So. It’s Friday 18th February and I am writing a little post to update y’all on my little journey.
This week, as you know, things took a little step back from my onwards and upwards plan. My endo pain has been bad on Tuesday and Wed, Thurs and today I am in a lot of pain and extremely fatigued.I went to bed last night at 6pm and I am still exhausted.
It is the start of London Fashion Week today. I was supposed to be in London from yesterday afternoon, and right now I am due to be having tea and gluten free cakes with my blogging crew at Bake a Boo, but instead I am jotting down a blog post in bed.

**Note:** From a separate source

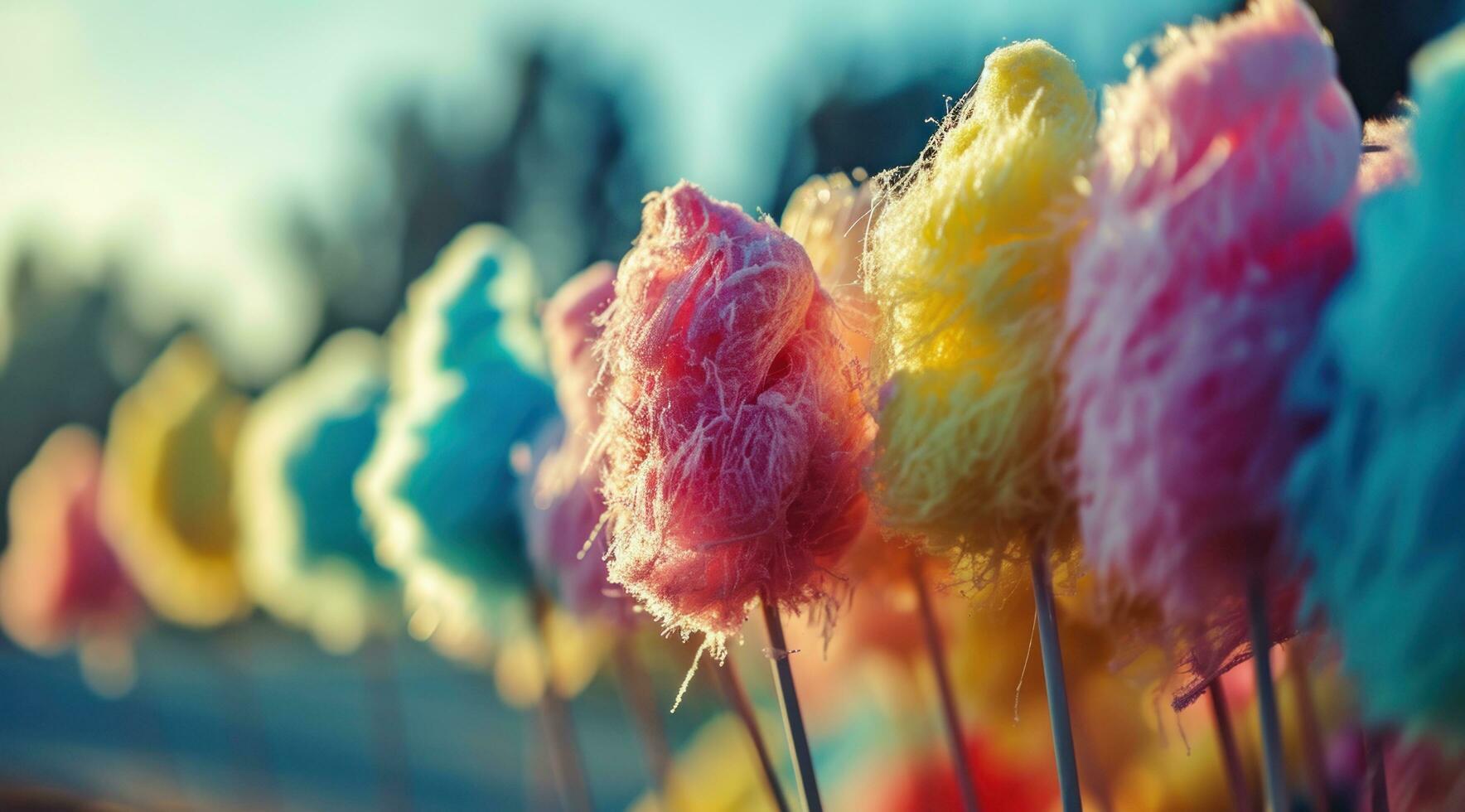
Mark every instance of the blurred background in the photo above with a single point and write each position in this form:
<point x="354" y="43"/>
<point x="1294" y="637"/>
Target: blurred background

I am, as always, disappointed that I am not where I thought was going to be. But, as always, I have had to re-jig and reschedule. I am getting used to the fact that endometriosis is a fact of my life, and I am finally, FINALLY accepting that there will still be days like this for a while.
Yes, I hate letting people down. Yes, I hate cancelling. Yes, I get frustrated. Over the last couple of days however, I have been looking at what I have gained from my endo as oppsoed to what it has taken away, and it has really helped my mindset. We have our twins, which Miles and I would not have tried for as early as we did if I didn’t have endo; I have my own business, which I wouldnt have had health not played a huge part in turning my life around; I am my own boss, so when I have to re-schedule the buck stops with me; I have empathy for others in pain; I am more in tune with my body than perhaps I would be if all was hunky dory.
As I said in my earlier post, last week I cut wheat out from my diet, and this week I have added dairy exclusion to the mix – I am 100% convinced this is a major part of the fatigue I am feeling at the moment.
I don’t know much about a healing crisis – nutritionists and health people out there, please tell me – but I would think that if I am having withdrawal symptoms from a food group then pain and endo symptoms may be worse for a while? When I cut out wheat last week I had a migraine 3 days into the week and a stuffy nose which lasted for about 5 days. This week I had pain in Tuesday and have felt tired, achy, heavy limbed and headachy with a bloated abdomen all week. Attractive, no? Oh, and halfway during the week in a moment of “creativity” I dyed my hair bright pinky red. It remains to be seen if the new aquisition will stay, or wether it was merely some teenage angst coming out in the detox I need BLEACH to sort out my handiwork…
I had some lovely Tweets and emails this week from people with advice. I have been recommended a raw food and yoga specialist, an iridologist, and have been chatting to a lovely nutritionist I know through Bitch Buzz. Maybe I should give everyone a go and report back?
As Friday comes and it’s been what looks like a write off of a week, it is fantastic to realise how much other stuff I have achieved. When I am knocked out physically I can still get on and work on projects from home, and a lot of exciting things have been bubbling away under the surface.
It’s Mile’s birthday next week so we have a few days together which I am really looking forward to. The Staff are looking after the Ninos for a night too so we are escaping to a hotel for a night off which will be great. I will save cutting out sugar, caffeine and booze until after that and I need to pick the order I cut my vices down in. Any advice?
My aims this weekend are to enjoy my family, get out there and do a mummy run with the pram (my biceps are thanking me!) and to go with the flow.
In the meantime, I am pink, positive and pro active. Hope you are the same.